| New
Roth IRA Conversion Opportunity
Beginning on January
1, 2010, individuals with Traditional IRAs will have the option of converting
all or part of their funds in a Traditional IRA to a Roth IRA regardless
of how much they earn. This is an important tax and estate planning opportunity
that many may find attractive.
Background
Traditional and Roth IRAs have identical contribution limits and both
provide tax advantaged accumulation while funds are within the accounts.
Both allow for contributions up to age 70 ½. Generally, both types
had penalties for withdrawals taken before age 59 ½.
Contributions to Traditional
IRAs can be tax deductible if one is not eligible to participate in their
employer's qualified retirement plan or if their income was below a certain
level. Contributions to a Roth IRA are not tax deductible and no contributions
could be made if one's income was above certain levels.

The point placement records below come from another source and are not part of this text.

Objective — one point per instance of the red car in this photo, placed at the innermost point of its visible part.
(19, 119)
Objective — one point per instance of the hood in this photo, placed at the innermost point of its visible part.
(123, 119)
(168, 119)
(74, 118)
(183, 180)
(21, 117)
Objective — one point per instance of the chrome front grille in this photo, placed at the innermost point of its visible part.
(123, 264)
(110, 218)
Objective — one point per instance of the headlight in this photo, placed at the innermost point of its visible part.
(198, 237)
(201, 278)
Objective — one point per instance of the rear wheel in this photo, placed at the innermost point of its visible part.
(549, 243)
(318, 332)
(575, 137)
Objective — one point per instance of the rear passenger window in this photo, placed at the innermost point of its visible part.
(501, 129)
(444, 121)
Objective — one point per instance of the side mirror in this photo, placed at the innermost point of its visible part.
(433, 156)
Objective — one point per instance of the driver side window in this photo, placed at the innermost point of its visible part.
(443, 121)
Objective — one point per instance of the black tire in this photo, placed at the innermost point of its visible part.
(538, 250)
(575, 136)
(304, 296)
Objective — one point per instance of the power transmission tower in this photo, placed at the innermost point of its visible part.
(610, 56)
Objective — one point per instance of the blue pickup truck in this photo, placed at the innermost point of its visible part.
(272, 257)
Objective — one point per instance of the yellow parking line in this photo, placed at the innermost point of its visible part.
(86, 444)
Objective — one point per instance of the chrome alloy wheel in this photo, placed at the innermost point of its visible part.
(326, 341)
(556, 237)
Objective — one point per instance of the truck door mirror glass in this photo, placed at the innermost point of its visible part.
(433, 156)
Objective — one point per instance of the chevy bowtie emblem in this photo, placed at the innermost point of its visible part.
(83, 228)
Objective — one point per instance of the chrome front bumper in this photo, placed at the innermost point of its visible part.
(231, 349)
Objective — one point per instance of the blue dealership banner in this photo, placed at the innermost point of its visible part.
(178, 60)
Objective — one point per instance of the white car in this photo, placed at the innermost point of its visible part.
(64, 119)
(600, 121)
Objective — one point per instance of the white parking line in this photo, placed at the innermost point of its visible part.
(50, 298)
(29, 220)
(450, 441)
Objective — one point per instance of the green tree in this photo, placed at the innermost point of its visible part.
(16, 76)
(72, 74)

The two largest differences
are how and when funds could be taken out of the accounts. Distributions
from a Traditional IRA are taxable and distributions from a Roth IRA are
tax free. Traditional IRAs require that distributions begin once one reaches
age 70 ½ while there is no distribution requirement for Roth IRAs.

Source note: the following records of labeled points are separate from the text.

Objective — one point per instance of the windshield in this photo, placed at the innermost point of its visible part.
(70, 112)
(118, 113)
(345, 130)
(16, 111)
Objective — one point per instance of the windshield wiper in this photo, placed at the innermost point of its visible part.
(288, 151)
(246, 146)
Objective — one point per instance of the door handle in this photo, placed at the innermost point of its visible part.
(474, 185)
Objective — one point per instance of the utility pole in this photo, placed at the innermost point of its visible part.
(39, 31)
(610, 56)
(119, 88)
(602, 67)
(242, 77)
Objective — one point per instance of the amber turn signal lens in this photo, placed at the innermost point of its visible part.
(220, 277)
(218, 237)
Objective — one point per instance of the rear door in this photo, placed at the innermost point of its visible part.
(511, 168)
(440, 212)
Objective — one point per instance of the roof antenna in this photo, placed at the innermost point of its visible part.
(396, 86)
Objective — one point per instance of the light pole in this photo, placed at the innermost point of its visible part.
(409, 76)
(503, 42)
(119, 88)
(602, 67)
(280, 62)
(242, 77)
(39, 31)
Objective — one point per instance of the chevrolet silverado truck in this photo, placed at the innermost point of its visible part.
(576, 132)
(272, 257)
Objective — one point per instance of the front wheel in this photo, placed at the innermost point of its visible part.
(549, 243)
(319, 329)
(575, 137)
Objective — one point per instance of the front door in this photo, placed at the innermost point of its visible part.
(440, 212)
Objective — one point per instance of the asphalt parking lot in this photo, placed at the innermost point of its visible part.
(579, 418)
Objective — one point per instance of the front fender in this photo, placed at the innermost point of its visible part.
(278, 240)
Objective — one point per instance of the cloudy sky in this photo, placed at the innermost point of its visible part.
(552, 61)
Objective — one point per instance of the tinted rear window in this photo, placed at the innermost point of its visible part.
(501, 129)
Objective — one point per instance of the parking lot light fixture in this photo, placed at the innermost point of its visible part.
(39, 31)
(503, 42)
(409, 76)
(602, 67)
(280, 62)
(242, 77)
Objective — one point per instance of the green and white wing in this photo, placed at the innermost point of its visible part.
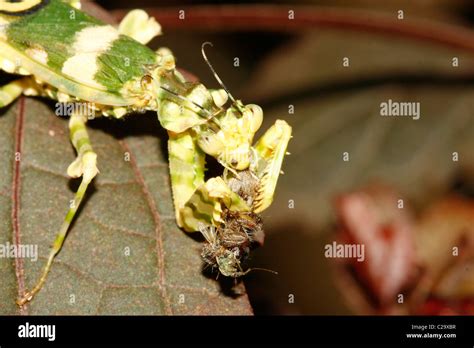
(75, 52)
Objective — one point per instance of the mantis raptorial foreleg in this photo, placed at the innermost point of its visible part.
(85, 166)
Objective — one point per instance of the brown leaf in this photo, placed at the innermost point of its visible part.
(371, 218)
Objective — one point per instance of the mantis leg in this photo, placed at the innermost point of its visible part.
(187, 163)
(85, 166)
(269, 152)
(196, 201)
(12, 90)
(139, 26)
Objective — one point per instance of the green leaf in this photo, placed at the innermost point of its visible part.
(124, 253)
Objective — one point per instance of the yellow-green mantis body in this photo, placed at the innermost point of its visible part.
(60, 52)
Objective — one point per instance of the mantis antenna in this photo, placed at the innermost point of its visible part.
(215, 73)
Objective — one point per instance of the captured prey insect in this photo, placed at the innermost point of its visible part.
(62, 53)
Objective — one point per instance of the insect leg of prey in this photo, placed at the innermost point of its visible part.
(269, 150)
(85, 166)
(12, 90)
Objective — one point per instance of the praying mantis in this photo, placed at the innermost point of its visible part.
(58, 51)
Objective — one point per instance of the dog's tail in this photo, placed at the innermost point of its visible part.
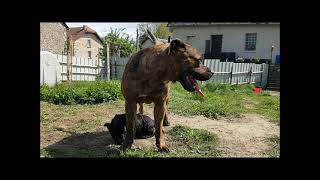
(152, 37)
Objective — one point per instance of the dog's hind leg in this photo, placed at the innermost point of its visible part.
(131, 111)
(141, 108)
(165, 120)
(159, 112)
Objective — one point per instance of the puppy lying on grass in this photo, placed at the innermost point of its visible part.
(144, 127)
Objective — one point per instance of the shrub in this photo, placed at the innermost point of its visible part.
(81, 92)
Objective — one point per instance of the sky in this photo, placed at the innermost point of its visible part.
(104, 28)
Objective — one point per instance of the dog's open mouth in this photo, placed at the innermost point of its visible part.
(188, 79)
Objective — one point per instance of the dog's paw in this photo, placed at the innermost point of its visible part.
(163, 148)
(166, 123)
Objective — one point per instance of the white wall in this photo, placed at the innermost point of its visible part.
(147, 43)
(233, 39)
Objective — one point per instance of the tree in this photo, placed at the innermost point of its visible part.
(160, 30)
(118, 41)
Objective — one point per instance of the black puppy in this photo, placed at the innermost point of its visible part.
(144, 127)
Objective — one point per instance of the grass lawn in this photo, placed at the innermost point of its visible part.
(75, 114)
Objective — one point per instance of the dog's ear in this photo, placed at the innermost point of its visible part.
(108, 125)
(176, 46)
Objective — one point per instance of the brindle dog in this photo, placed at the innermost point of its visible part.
(147, 78)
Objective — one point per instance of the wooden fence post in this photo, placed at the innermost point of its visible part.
(250, 73)
(69, 58)
(231, 74)
(108, 62)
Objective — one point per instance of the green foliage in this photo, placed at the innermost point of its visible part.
(81, 92)
(160, 30)
(118, 40)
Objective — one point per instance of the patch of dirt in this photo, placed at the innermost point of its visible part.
(238, 137)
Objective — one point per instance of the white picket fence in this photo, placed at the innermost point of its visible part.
(54, 69)
(82, 68)
(237, 73)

There has been a provision
that enabled one to convert from a Traditional IRA to a Roth IRA, but
only if one's modified adjusted gross income was less than $100,000. In
addition, taxes were generally due on the amount converted with the tax
return for the year of conversion.
The Changes
Beginning in 2010, the $100,000 modified adjusted gross income limitation
for conversion of a Traditional IRA to a Roth IRA is eliminated. However,
taxes are due on the tax return for the year in which the conversion takes
place..
The Opportunity
for Conversion
Eliminating the income limitation means that almost everyone can make
the conversion. By converting, you have to pay taxes now on the value
of the Traditional IRA, but the Roth IRA has no required minimum distributions
and future distributions are income tax free. For those that can pay the
current tax with funds from other sources, that do not need to take distributions
soon (or ever), and that like the idea of future distributions being tax
free, this may be a very attractive opportunity.
Issues to consider
include:
- Can you pay the
tax on conversion with funds outside the IRA? If you can not, conversion
is less likely to be appropriate.
- Do you anticipating
needing distributions from your IRA soon to maintain your financial
lifestyle? The longer the funds can remain building up tax free in a
Roth IRA, the greater your long term benefit from conversion.
- Will your income
tax bracket be lower when you anticipate taking distributions? If you
expect your tax rate to go down, paying a higher current rate of tax
on the conversion reduces the benefits of conversion.
- Are you anticipating
leaving a large IRA to your heirs? If so and you can pay the tax on
conversion from other funds, making the conversion can significantly
increase the benefits for your heirs. They would begin receiving tax
free distributions based on their life expectancy when they inherit
the Roth IRA.
Another Opportunity
for Tax Advantaged Retirement Savings
The old rules restricted contributions to Roth IRAs for those with income
levels above certain levels. While contributions to Traditional IRAs could
be made with no tax deduction, there was still required minimum distributions
beginning at age 70 ½.
Under the new rules,
one can contribute up to $5,000 of earned income (or $6,000 for those
ages 50 and above) to a Traditional IRA and then convert the Traditional
IRA to a Roth IRA. The result is that funds end up in a Roth IRA compounding
on a tax free basis with no required minimum distributions. This may be
attractive for those wanting to maximize their retirement savings and
enjoy tax free compounding of the earnings.
Conclusion
The new rules for converting a Traditional IRA into a Roth IRA can provide
long term benefits but at the cost of paying taxes earlier. Evaluating
this opportunity requires analysis and thought. As with most tax opportunities,
there is no substitute for advice from a qualified tax professional if
you are considering making the conversion.